Султан взглянул еще раз на лагерь противника, затем повернулся и медленно сошел вниз. Здесь, у выхода из мечети, ждали его лучшие воины.

Они молчали… И султан молча пошел к дальней городской стене — не верхом, как велел обычай, а как простой воин. И его белого коня вели следом за ним до самой городской стены.

Султан поднялся на стену. Справа и слева от него стали его сыновья, как простые воины в цепи защитников стены.

Визирь Шеху Гаджере обернулся к мечети и взглянул на белый флаг, висевший на минарете. Он был судьей этого города и знал, что это был за флаг.

В середине полотнища были вышиты священные письмена. И каждый день горожане смотрели, в какую сторону указывает развевающийся флаг. Если он указывал на север, город можно было покидать через северные ворота, на юг — через южные. Это был счастливый путь.

Но сегодня флаг не развевался, он не указывал никуда.

Подошел Дан Ян Муса, эмир Бинды. Его воины выкопали траншеи перед стенами и засели там с луками в руках. Достаточно было царапины от их стрелы, чтобы раненый умер в страшных муках — стрелы были отравлены.

— Мои воины рвутся в бой, — сказал он султану. — Пока враги не напали на нас, есть время напасть на них.

Султан не отвечал. Он смотрел, как черные солдаты-артиллеристы, эти собаки-южане, верой и правдой служащие врагам, устанавливали пушки как раз напротив городских ворот.

Он знал, что будет дальше. Снаряды разнесут стену, и в пролом хлынут солдаты неверных.

Эмир Бинды повернулся и пошел со стены. Султан даже не повернул головы в его сторону: он знал — сейчас воины эмира кинутся в бой. Нет, султан не винил Дан Я Муса в том, что произошло. Не так, так иначе, а белые все равно пришли бы сюда, в саванну, рано или поздно. Видит аллах, султан сделал все, чтобы это не случилось при его жизни. Да, поддавшись гордыне, он с позором выгнал первого гонца от белых. Но затем он смирил себя и послал еще одного гонца с письмом к их вождю, в котором предлагал переговоры: он был готов выдать даже эмира Бинды. Но гонец, отправленный с этим письмом, не вернулся.

Внизу, под стеной, началось движение. Воины эмира Бинды с гортанными криками кинулись на врага, на бегу стреляя из луков. Но стрелы не долетали. И тогда застучали ружья-машины. И воины, падали, падали. Но оставшиеся в живых продолжали атаку. Их становилось все меньше и меньше. Вот они уже замедлили бег, остановились, побежали назад…

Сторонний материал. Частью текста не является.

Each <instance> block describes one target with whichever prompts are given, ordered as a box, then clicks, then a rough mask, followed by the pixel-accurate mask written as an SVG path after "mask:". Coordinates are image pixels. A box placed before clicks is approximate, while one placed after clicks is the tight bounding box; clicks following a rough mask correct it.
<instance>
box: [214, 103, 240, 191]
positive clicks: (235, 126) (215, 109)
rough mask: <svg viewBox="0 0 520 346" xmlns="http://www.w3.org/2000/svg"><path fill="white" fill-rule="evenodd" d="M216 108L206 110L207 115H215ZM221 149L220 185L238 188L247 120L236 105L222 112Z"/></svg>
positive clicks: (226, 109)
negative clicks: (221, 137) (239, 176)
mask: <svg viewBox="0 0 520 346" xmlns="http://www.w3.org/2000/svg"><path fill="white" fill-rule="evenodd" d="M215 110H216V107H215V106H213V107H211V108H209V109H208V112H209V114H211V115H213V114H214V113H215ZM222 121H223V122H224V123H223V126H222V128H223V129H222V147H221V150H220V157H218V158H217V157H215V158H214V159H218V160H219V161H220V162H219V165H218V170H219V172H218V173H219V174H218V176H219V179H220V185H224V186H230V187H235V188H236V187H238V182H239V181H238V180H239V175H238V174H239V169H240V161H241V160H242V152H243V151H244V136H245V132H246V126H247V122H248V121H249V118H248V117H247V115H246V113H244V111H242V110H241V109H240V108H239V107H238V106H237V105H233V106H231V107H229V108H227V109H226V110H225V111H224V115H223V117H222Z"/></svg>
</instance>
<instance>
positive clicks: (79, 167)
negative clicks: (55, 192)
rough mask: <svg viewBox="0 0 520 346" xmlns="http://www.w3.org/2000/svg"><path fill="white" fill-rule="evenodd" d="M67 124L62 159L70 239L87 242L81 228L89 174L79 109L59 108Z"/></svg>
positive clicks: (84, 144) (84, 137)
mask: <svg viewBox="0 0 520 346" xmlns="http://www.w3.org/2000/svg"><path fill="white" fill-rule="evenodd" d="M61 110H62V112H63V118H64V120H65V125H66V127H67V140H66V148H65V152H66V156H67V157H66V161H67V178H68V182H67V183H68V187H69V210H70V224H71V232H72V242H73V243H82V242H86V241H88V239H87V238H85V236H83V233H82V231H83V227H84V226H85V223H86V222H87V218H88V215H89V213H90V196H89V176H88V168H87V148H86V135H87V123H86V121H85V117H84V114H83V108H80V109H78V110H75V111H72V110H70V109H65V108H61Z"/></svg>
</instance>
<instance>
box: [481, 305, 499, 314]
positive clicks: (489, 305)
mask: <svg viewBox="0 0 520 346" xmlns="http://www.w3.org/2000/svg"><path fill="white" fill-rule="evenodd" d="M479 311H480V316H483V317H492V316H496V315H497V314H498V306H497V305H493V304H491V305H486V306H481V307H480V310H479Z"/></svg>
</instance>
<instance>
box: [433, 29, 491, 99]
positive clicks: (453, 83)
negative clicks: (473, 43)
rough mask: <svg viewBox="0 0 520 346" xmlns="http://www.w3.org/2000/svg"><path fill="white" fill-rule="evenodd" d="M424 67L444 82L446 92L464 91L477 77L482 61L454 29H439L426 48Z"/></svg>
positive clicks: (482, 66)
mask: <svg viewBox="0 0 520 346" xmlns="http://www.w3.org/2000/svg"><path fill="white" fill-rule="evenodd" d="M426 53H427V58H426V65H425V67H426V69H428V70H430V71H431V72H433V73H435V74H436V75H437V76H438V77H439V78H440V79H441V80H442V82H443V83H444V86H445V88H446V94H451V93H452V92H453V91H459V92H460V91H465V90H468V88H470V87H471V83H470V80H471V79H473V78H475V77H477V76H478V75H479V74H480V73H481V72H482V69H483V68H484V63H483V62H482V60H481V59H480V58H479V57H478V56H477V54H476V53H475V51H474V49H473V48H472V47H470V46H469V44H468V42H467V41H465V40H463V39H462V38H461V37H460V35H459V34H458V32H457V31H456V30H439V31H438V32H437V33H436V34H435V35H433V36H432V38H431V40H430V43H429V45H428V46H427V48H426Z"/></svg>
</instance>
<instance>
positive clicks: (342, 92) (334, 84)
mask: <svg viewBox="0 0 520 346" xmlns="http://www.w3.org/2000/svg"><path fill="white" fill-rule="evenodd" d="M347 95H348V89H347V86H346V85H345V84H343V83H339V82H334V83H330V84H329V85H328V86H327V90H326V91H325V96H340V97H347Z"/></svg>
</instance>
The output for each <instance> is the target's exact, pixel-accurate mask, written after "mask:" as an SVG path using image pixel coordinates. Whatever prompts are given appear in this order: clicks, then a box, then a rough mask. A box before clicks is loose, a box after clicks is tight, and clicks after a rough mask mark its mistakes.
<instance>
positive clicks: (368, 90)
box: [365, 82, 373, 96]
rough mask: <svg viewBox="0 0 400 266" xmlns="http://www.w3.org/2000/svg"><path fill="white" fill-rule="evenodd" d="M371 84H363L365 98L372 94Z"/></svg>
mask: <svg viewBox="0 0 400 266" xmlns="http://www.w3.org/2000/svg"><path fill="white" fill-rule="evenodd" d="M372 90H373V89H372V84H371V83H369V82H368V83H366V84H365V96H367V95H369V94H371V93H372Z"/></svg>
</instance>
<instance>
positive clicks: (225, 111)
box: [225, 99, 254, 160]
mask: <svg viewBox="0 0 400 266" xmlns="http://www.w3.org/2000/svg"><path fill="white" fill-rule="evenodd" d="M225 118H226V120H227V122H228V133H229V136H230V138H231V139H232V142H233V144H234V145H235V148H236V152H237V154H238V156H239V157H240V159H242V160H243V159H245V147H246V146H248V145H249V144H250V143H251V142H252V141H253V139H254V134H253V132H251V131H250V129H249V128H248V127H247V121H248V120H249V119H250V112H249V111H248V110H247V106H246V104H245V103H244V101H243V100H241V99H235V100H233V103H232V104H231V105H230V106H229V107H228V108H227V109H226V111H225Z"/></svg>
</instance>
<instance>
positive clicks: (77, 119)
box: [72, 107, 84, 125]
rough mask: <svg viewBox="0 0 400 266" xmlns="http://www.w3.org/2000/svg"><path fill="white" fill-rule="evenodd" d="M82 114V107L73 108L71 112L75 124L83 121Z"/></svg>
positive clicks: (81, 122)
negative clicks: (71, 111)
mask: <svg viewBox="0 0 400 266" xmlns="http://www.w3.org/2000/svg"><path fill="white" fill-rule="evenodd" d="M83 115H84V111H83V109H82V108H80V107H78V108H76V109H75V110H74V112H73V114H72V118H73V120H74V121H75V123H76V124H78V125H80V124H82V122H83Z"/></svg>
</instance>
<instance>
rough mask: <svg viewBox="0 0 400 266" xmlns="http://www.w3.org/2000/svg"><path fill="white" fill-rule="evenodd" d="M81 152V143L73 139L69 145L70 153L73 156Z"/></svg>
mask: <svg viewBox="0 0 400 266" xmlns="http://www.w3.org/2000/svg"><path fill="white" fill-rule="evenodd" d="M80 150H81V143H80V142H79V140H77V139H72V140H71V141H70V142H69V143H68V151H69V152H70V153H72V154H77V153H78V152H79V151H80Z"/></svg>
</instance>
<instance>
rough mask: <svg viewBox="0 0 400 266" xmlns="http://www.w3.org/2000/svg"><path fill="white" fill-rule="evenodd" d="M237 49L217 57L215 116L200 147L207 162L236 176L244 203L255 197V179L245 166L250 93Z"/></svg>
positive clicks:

Напрасно эмир Бинды пытался остановить их, размахивая мечом, стреляя в воздух из своего пистолета. Его сбили с ног, обогнали, он остался один. Вот он встал и пошел к стене — одинокая фигура, медленно идущая среди мертвых.

Пулеметы замолчали.

И тогда султан сделал знак подойти главному рабу. Раб — огромного роста южанин, и которого по приказанию султана был вырезан язык, выслушал приказания господина и ушел. А через полчаса на стенах появились рабы с веревками.

Они деловито отсчитывали по двадцать пять воинов и связывали их веревкой — чуть повыше локтя — в длинную человеческую цепь: и воины молились — никто теперь не смог бы покинуть стены ни живым, ни мертвым.

Затем рабы вышли в траншеи перед стенами. И защитники траншей были связаны по два.

…Лорд Дункан читал:

«Город был атакован с юго-запада, со стороны рыночных ворот, около 11.30 утра. После соответствующих приготовлений ворота подверглись штурму. Штурмовой отряд встретил решительнейшее сопротивление. Траншеи, связанные с городом подземными ходами, удерживались лучниками, несмотря на огонь артиллерии.

Лучники не выпустили ни одной стрелы, пока наши солдаты не оказались в пределах их полета. И тогда посыпался град стрел — из фронтальной траншеи и траншеи с правого фланга. Майор Марш, возглавлявший атаку, был ранен стрелой выше колена и скончался от яда через двадцать минут.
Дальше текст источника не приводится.